Maurizio Zompatori, Maria Barbara Leone, Marica Giannotta, Nazzareno Galiè, Massimiliano Palazzini, Maria Letizia Bacchi Reggiani, Lea Bono, Gian Stefano Pollini
La Radiologia Medica 2013, 118 (8): 1360-72
23716290

PURPOSE: This study sought to evaluate, by means of a retrospective analysis, the relationship between pulmonary hypertension (PH) and fibrotic interstitial lung disease (ILD) in a population of 43 patients affected by systemic sclerosis. In addition, we assessed the role of high-resolution computed tomography (HRCT) in the diagnostic and therapeutic pathway for such patients.

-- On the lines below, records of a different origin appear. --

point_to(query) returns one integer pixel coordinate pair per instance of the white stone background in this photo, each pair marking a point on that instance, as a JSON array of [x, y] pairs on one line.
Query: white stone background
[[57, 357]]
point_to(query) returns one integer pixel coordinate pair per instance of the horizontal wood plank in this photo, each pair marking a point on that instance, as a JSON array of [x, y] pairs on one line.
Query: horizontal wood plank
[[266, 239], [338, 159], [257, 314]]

MATERIALS AND METHODS: Forty-three patients affected by progressive systemic sclerosis (PSS) and PH underwent functional, haemodynamic and HRCT evaluations between November 2001 and May 2011. Functional evaluation was performed through respiratory function testing and spirometry. Haemodynamic assessment was done with transthoracic echocardiogram (ECG) and right heart catheterisation. Semiquantitative evaluation of radiological involvement was performed using different measures: visual score, Goh's score, Wells' score and Warrick's score.

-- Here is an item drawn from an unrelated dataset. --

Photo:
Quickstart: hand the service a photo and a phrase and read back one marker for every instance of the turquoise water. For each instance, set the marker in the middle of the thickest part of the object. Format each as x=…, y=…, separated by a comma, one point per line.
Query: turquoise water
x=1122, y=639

RESULTS: Of 43 patients, 16 showed fibrotic ILD after a HRCT evaluation. The main pattern of ILD was identified with nonspecific interstitial pneumonia (NSIP). Our study also evaluated the relationship among radiological, functional and haemodynamic indexes; different correlations were found to be significant, in particular, Wells' and visual scores ≥40% correlated significantly with diffusion capacity for carbon monoxide (DLCO); Wells' score also correlated significantly with percentage of predicted forced vital capacity (FVC), percentage of predicted forced expiratory volume in 1 s (FEV1) and composite physiologic index (CPI). If presence of Inoesophagopathy evaluated with HRCT was included, this sign correlated significantly both with DLCO (p=0.03) and mean pulmonary arterial pressure (mPAP) (p=0.03), considering total population.

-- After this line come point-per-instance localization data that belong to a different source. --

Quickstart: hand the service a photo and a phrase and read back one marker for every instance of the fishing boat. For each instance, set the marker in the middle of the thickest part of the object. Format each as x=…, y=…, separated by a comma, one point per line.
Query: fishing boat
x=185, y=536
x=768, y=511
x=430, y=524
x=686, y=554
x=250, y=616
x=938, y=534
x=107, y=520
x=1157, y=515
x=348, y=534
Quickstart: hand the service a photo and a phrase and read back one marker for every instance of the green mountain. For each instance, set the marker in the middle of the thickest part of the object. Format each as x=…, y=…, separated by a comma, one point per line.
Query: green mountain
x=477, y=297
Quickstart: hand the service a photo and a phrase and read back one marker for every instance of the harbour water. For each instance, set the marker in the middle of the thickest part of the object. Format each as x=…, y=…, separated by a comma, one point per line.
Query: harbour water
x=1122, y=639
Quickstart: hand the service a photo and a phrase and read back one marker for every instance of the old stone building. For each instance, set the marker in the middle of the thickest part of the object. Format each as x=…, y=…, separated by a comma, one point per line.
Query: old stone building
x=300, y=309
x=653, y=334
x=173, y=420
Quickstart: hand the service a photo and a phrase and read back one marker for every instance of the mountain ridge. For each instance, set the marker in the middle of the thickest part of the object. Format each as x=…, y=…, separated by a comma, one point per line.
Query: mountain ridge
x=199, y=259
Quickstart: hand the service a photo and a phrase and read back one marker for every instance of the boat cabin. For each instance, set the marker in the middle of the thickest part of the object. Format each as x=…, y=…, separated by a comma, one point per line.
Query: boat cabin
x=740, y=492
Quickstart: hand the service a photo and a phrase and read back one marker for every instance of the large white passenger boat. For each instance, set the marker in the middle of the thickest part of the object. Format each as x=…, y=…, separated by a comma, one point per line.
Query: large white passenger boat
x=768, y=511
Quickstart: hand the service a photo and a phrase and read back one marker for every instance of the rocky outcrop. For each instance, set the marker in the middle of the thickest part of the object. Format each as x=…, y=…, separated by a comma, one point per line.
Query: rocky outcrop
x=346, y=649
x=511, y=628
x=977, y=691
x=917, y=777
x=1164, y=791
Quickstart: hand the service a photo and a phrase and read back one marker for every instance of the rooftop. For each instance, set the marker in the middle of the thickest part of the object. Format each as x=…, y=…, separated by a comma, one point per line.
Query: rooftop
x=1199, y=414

CONCLUSIONS: Our findings confirm the diagnostic role of HRCT in evaluating the extent of lung damage in systemic sclerosis. Furthermore, a significant correlation between mPAP and esophagopathy suggests a possible positive predictive value of this sign in identifying a subphenotypic category of patients affected by systemic sclerosis in whom we can find a more severe visceral impairment and a more frequent vascular involvement.